The rapidly expanding CRF01_AE epidemic in China is driven by multiple lineages of HIV-1 viruses introduced in the 1990s.
Feng Y., He X., Hsi JH., Li F., Li X., Wang Q., Ruan Y., Xing H., Lam TT., Pybus OG., Takebe Y., Shao Y.
OBJECTIVES: We sought to comprehensively analyze the origin, transmission patterns and sub-epidemic clusters of the HIV-1 CRF01_AE strains in China. METHODS: Available HIV-1 CRF01_AE samples indentified in national molecular epidemiologic surveys were used to generate near full-length genome (NFLG) sequences. The new and globally available CRF01_AE NFLG sequences were subjected to phylogenetic and Bayesian molecular clock analyses, and combined with epidemiologic data to elucidate the history of CRF01_AE transmission in China.
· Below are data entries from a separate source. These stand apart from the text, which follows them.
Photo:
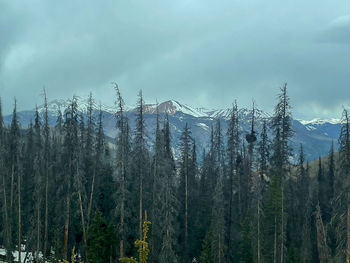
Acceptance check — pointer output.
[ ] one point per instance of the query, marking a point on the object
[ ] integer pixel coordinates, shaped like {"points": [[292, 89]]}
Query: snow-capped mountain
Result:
{"points": [[315, 135]]}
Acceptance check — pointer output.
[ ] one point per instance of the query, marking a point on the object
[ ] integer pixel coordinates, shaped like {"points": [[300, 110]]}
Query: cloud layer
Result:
{"points": [[203, 53]]}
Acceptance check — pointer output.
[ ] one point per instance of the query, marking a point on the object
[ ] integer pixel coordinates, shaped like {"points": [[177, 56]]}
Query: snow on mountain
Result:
{"points": [[318, 121], [316, 135], [171, 107], [83, 103]]}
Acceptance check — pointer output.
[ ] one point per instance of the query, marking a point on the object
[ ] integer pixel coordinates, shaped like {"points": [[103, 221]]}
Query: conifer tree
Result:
{"points": [[233, 174], [218, 223], [169, 202], [122, 163], [184, 190], [70, 160], [140, 161]]}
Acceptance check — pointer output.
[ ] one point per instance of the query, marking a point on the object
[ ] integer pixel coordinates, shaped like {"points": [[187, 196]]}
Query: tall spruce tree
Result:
{"points": [[122, 169]]}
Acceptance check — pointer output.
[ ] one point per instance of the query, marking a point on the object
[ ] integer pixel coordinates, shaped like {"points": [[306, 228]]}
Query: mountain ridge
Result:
{"points": [[316, 135]]}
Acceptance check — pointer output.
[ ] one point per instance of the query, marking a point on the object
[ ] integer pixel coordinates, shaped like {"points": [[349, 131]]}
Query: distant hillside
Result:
{"points": [[316, 135]]}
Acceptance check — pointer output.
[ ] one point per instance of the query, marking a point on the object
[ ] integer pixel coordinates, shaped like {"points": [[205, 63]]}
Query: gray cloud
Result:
{"points": [[198, 52]]}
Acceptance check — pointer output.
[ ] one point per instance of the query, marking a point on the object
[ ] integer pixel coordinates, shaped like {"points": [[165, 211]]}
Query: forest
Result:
{"points": [[66, 191]]}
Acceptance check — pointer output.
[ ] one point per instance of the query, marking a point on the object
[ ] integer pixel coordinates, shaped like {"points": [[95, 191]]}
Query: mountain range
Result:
{"points": [[315, 135]]}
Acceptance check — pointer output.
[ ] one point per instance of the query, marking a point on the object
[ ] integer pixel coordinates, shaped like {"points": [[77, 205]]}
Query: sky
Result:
{"points": [[202, 53]]}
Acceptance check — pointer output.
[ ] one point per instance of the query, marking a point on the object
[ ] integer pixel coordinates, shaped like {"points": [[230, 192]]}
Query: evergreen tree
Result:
{"points": [[102, 241], [122, 169]]}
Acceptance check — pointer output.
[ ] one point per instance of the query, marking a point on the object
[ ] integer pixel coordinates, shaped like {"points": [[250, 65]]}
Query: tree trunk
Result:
{"points": [[38, 225], [83, 225], [66, 225], [19, 217], [6, 213], [46, 211], [348, 234], [186, 209], [12, 186], [140, 211], [275, 243], [259, 228], [90, 200], [282, 227]]}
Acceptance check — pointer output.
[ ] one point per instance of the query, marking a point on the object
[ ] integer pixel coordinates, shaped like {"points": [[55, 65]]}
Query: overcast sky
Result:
{"points": [[199, 52]]}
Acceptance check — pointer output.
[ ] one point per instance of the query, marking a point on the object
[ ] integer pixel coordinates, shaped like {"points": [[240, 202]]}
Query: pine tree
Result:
{"points": [[233, 174], [70, 161], [218, 223], [169, 203], [185, 191], [102, 241], [46, 133], [281, 125], [140, 160]]}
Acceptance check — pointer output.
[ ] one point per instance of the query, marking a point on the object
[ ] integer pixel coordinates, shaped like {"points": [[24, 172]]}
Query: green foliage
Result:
{"points": [[142, 246], [101, 240]]}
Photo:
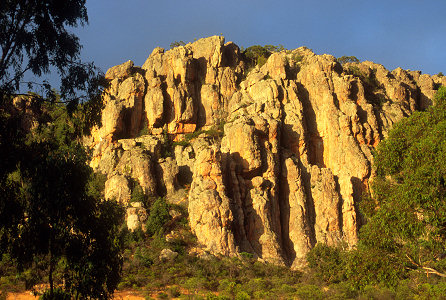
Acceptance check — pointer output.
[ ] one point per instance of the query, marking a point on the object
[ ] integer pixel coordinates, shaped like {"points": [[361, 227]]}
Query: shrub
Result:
{"points": [[309, 292], [177, 44], [327, 263], [347, 59]]}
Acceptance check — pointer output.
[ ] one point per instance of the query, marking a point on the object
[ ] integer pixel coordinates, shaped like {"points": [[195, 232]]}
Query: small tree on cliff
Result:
{"points": [[407, 213]]}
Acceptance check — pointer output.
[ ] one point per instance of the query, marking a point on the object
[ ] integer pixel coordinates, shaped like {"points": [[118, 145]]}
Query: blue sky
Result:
{"points": [[410, 34]]}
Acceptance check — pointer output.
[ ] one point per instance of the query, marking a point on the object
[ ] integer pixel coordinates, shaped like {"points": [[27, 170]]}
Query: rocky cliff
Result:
{"points": [[269, 159]]}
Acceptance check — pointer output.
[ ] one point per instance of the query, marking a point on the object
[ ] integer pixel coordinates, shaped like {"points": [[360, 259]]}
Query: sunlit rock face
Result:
{"points": [[269, 160]]}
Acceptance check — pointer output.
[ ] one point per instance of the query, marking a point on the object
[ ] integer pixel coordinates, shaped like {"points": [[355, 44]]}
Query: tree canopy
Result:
{"points": [[407, 210], [52, 216]]}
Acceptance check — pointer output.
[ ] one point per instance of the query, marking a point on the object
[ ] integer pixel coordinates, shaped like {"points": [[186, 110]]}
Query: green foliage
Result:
{"points": [[58, 294], [158, 217], [258, 55], [327, 263], [137, 194], [58, 216], [310, 292], [347, 59], [406, 215], [35, 36]]}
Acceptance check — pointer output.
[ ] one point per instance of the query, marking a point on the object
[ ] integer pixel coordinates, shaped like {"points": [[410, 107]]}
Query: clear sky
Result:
{"points": [[410, 34]]}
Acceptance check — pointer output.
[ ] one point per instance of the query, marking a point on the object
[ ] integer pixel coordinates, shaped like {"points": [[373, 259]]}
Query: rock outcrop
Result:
{"points": [[269, 160]]}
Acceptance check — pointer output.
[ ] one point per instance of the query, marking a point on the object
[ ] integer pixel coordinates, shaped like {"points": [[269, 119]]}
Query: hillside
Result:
{"points": [[269, 159]]}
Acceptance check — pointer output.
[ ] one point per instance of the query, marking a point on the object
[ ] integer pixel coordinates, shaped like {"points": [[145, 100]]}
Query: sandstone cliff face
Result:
{"points": [[285, 149]]}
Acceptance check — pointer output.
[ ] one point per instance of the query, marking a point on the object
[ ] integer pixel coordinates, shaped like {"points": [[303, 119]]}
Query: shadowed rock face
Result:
{"points": [[294, 157]]}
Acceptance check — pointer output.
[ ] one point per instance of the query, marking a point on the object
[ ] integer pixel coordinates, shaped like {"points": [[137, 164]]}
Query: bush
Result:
{"points": [[58, 294], [327, 263], [347, 59], [309, 292]]}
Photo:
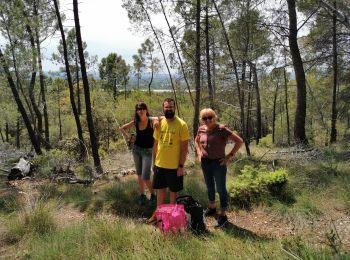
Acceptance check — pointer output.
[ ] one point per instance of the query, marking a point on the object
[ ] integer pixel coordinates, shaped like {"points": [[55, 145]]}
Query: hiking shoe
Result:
{"points": [[222, 220], [210, 212], [153, 200], [142, 200], [152, 220]]}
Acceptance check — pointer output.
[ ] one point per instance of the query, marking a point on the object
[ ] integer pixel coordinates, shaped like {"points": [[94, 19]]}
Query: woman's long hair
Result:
{"points": [[140, 104]]}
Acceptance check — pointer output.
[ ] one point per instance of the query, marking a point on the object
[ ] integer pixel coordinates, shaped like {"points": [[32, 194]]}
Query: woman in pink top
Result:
{"points": [[210, 144]]}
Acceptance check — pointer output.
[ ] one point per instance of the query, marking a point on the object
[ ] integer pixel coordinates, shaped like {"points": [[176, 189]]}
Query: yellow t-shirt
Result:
{"points": [[169, 136]]}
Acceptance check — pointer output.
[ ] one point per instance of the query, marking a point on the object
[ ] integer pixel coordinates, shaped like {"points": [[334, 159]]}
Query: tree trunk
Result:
{"points": [[18, 134], [2, 136], [151, 80], [42, 83], [77, 79], [163, 54], [258, 104], [178, 52], [274, 112], [300, 113], [7, 132], [207, 52], [21, 108], [59, 111], [32, 86], [70, 83], [234, 64], [197, 70], [333, 138], [89, 118], [286, 103]]}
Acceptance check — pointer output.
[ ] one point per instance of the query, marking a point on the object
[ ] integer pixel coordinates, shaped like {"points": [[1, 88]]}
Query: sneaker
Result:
{"points": [[222, 220], [142, 200], [152, 220], [153, 200], [210, 212]]}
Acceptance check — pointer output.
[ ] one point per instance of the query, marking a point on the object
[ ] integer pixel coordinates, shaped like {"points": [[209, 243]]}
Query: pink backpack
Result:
{"points": [[171, 217]]}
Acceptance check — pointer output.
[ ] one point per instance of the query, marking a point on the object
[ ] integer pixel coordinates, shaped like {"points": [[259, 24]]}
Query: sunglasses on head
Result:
{"points": [[205, 118]]}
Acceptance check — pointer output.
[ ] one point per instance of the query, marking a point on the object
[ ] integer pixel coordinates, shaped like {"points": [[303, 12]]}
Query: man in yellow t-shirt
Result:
{"points": [[169, 154]]}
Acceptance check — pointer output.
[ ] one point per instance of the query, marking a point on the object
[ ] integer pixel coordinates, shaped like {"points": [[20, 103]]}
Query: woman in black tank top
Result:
{"points": [[142, 149]]}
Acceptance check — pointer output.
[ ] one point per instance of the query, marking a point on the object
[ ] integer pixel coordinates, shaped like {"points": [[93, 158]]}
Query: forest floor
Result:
{"points": [[255, 222]]}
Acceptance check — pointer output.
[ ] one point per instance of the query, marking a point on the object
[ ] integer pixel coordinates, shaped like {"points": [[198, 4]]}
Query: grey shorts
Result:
{"points": [[143, 161]]}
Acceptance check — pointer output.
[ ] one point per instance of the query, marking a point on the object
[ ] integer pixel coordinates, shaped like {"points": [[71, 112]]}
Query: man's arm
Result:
{"points": [[155, 149], [183, 156]]}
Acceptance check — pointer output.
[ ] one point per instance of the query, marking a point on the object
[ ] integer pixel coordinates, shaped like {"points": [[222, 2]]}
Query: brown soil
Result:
{"points": [[256, 222]]}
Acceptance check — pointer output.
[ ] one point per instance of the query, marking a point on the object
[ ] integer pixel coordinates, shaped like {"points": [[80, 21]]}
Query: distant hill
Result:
{"points": [[160, 80]]}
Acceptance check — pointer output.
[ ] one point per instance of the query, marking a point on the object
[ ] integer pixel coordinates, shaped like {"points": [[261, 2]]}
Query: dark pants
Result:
{"points": [[215, 175]]}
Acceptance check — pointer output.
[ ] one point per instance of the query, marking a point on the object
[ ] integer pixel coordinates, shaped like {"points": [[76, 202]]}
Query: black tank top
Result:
{"points": [[144, 138]]}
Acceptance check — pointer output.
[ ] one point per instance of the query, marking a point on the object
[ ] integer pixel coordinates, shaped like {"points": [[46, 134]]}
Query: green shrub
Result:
{"points": [[266, 141], [49, 160], [34, 219], [79, 196], [255, 183], [9, 202]]}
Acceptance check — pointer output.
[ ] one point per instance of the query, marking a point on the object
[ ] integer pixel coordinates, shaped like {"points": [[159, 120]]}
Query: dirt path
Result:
{"points": [[256, 222]]}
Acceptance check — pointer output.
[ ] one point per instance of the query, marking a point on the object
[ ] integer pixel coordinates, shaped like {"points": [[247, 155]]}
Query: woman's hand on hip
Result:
{"points": [[225, 160]]}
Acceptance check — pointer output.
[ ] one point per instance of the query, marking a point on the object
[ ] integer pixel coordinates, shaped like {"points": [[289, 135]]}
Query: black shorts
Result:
{"points": [[164, 178]]}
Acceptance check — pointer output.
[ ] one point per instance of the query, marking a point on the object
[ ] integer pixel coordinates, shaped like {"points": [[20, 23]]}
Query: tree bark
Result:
{"points": [[286, 104], [89, 117], [2, 136], [207, 52], [21, 108], [197, 69], [70, 83], [32, 85], [300, 113], [258, 104], [7, 132], [274, 112], [163, 54], [18, 134], [42, 84], [177, 52], [333, 138], [235, 70], [77, 79]]}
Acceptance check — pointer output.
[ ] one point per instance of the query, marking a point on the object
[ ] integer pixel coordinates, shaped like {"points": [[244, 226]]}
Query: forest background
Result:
{"points": [[277, 72]]}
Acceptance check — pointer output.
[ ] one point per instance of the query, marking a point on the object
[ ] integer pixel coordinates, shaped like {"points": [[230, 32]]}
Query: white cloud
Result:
{"points": [[105, 28]]}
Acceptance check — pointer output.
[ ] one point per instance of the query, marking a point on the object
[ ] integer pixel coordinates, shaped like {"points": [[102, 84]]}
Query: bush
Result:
{"points": [[51, 159], [266, 141], [9, 202], [34, 219], [255, 183]]}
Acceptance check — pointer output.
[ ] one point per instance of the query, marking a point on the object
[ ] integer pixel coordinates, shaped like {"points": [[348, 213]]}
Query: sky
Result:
{"points": [[105, 28]]}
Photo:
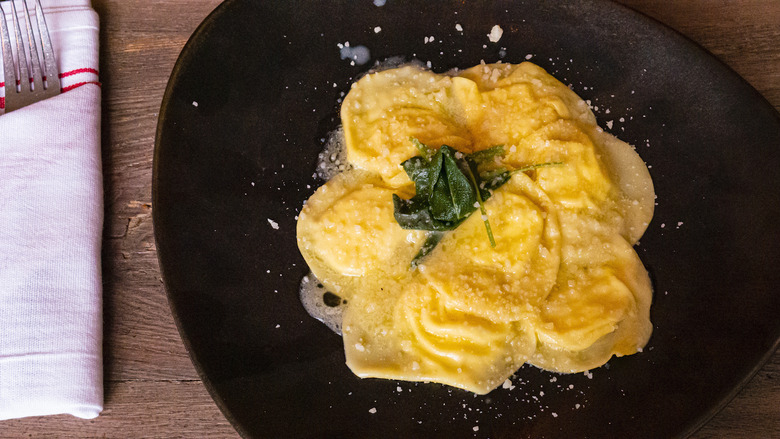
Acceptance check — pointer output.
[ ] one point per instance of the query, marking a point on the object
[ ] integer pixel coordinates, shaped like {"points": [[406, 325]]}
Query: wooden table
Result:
{"points": [[151, 387]]}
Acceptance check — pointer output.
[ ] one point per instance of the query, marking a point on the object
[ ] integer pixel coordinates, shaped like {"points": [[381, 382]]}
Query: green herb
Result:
{"points": [[449, 189], [431, 241]]}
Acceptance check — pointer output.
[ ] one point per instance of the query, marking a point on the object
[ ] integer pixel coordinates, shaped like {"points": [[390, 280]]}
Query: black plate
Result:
{"points": [[256, 91]]}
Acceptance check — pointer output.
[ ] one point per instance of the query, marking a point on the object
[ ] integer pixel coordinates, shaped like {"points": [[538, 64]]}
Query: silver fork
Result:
{"points": [[27, 79]]}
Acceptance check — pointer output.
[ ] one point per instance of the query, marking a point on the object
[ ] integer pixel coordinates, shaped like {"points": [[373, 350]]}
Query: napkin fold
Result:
{"points": [[51, 216]]}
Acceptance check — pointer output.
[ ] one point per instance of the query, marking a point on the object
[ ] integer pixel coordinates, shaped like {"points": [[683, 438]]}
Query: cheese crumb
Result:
{"points": [[495, 34]]}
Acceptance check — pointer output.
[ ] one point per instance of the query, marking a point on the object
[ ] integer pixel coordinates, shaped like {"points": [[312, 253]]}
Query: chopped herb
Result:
{"points": [[448, 190]]}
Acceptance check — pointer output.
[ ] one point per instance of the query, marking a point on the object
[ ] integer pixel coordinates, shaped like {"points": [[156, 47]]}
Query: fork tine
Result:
{"points": [[9, 68], [34, 60], [35, 75], [22, 71], [50, 71]]}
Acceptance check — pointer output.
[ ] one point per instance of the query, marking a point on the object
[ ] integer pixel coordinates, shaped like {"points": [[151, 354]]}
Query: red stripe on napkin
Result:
{"points": [[65, 75]]}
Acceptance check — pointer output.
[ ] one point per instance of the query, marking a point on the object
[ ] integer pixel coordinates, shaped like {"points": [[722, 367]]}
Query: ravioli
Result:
{"points": [[562, 289]]}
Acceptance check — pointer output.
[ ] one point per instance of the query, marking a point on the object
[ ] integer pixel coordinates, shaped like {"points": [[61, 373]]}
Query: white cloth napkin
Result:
{"points": [[51, 216]]}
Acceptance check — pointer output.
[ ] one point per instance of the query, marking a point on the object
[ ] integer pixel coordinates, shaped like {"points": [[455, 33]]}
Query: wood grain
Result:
{"points": [[152, 389]]}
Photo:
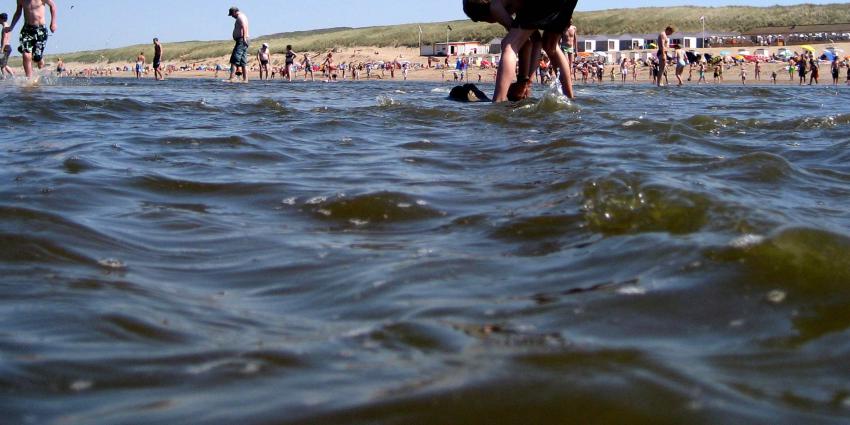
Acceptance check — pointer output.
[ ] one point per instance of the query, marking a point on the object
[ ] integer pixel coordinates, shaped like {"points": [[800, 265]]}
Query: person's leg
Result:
{"points": [[551, 43], [27, 59], [507, 67]]}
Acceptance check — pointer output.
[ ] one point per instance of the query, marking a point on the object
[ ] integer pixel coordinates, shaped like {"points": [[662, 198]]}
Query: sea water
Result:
{"points": [[197, 252]]}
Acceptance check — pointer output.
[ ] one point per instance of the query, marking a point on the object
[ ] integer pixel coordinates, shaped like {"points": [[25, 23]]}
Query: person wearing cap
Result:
{"points": [[6, 47], [239, 57], [264, 57]]}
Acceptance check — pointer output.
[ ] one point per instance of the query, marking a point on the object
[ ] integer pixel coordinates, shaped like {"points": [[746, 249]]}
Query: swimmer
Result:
{"points": [[6, 48], [264, 57], [157, 60], [33, 34], [241, 35]]}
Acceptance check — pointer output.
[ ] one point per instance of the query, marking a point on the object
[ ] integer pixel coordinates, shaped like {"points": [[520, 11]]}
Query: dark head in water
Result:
{"points": [[468, 93]]}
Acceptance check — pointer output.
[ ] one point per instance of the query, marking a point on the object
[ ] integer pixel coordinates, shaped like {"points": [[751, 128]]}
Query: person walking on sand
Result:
{"points": [[570, 40], [157, 60], [835, 71], [241, 35], [663, 46], [308, 68], [814, 70], [33, 34], [6, 46], [681, 63], [290, 62], [802, 69], [140, 65], [264, 57]]}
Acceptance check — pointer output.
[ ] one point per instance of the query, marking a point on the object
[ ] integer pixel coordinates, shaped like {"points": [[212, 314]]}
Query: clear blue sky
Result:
{"points": [[98, 24]]}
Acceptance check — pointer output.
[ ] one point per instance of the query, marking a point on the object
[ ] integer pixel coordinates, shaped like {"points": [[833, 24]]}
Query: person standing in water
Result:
{"points": [[571, 44], [802, 69], [681, 63], [814, 72], [6, 46], [835, 71], [157, 60], [290, 62], [33, 34], [308, 68], [241, 35], [140, 65], [663, 46], [264, 57]]}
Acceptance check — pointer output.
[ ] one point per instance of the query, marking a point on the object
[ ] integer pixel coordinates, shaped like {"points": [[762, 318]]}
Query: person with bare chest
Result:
{"points": [[33, 34]]}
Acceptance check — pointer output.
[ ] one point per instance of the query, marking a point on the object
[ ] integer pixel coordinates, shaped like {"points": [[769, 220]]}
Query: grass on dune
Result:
{"points": [[615, 21]]}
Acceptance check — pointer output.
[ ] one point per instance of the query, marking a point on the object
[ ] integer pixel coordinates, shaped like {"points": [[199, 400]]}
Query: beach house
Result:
{"points": [[455, 48]]}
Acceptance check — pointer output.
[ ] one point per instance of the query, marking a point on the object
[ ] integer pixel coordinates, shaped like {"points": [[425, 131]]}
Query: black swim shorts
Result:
{"points": [[33, 40], [239, 57], [546, 15]]}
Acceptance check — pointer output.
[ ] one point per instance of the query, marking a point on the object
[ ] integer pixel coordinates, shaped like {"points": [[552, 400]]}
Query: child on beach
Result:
{"points": [[33, 34], [6, 48], [551, 16]]}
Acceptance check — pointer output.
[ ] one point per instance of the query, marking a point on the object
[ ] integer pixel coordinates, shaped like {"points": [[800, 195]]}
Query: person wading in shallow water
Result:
{"points": [[663, 46], [33, 34], [241, 35], [157, 60]]}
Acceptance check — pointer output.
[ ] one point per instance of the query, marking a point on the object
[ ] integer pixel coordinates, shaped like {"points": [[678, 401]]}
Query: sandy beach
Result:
{"points": [[421, 72]]}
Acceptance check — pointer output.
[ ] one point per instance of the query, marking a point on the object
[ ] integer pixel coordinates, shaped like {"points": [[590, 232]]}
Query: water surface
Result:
{"points": [[196, 252]]}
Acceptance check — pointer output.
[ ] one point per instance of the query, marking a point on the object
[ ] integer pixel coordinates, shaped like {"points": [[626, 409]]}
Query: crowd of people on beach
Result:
{"points": [[540, 42]]}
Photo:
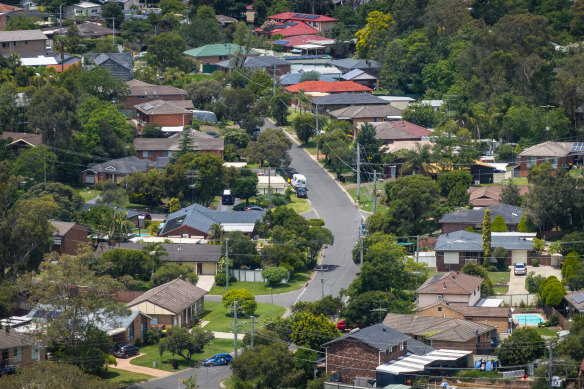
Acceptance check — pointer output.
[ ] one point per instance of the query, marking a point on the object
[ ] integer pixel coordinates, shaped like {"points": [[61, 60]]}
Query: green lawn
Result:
{"points": [[88, 194], [299, 205], [165, 361], [123, 377], [215, 314], [257, 288]]}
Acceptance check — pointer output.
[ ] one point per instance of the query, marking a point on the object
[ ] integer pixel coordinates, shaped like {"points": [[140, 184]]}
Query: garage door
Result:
{"points": [[519, 256]]}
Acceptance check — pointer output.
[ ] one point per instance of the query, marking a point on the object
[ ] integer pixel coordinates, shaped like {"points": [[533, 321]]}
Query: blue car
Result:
{"points": [[218, 359]]}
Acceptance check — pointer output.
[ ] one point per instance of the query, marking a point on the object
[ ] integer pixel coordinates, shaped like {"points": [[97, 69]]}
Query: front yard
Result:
{"points": [[218, 320], [297, 280], [165, 361]]}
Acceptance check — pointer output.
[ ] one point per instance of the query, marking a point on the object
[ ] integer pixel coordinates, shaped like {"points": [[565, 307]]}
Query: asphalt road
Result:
{"points": [[207, 377]]}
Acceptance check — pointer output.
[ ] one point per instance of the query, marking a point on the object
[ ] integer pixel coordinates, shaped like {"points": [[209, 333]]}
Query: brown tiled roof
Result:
{"points": [[141, 88], [436, 328], [173, 296], [451, 283], [31, 139]]}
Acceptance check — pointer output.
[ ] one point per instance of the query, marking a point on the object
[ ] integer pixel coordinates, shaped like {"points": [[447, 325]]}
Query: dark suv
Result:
{"points": [[126, 350]]}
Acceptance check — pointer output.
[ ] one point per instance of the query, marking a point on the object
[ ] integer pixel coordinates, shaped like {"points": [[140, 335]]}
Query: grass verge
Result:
{"points": [[258, 288], [123, 377], [165, 361], [218, 320]]}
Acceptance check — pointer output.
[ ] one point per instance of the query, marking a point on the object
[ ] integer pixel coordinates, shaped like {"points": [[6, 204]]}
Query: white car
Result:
{"points": [[520, 269]]}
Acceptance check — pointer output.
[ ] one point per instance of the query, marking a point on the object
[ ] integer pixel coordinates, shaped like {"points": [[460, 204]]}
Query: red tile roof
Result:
{"points": [[328, 87], [299, 28], [302, 17]]}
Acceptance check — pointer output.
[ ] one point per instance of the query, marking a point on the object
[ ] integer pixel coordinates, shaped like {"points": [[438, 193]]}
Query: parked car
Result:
{"points": [[218, 359], [520, 269], [254, 208], [126, 350]]}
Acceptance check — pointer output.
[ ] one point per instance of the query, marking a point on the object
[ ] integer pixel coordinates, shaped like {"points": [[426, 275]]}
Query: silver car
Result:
{"points": [[520, 269]]}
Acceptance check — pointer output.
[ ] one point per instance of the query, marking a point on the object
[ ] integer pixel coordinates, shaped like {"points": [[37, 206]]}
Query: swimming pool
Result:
{"points": [[528, 319]]}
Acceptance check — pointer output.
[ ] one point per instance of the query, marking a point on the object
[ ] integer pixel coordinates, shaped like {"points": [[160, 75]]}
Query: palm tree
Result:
{"points": [[419, 161]]}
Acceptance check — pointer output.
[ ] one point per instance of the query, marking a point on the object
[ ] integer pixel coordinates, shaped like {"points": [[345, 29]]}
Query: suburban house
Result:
{"points": [[272, 65], [348, 64], [355, 356], [175, 113], [452, 287], [202, 257], [343, 100], [121, 65], [176, 303], [320, 22], [115, 170], [486, 196], [143, 92], [321, 87], [499, 317], [400, 130], [455, 249], [25, 43], [361, 77], [21, 140], [574, 303], [557, 154], [445, 332], [18, 349], [464, 218], [195, 221], [68, 236], [84, 8], [209, 55]]}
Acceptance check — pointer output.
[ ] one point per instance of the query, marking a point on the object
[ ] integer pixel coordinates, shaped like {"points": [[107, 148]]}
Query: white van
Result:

RESULTS: We generated 75 new CRF01_AE NFLG sequences from various risk populations covering all major CRF01_AE epidemic regions in China. Seven distinct phylogenetic clusters of CRF01_AE were identified. Clusters 1, 2 and 3 were prevalent among heterosexuals and IDUs in southern and southwestern provinces. Clusters 4 and 5 were found primarily among MSM in major northern cities. Clusters 6 and 7 were only detected among heterosexuals in two southeast and southwest provinces. Molecular clock analysis indicated that all CRF01_AE clusters were introduced from Southeast Asia in the 1990s, coinciding with the peak of Thailand's HIV epidemic and the initiation of China's free overseas travel policy for their citizens, which started with Thailand as the first destination country. CONCLUSION: China's HIV-1 epidemic of sexual transmissions, was initiated by multilineages of CRF01_AE strains, in contrast to the mono-lineage epidemic of B' strain in former plasma donors and IDUs. Our study underscores the difficulty in controlling HIV-1 sexual transmission compared with parenteral transmission.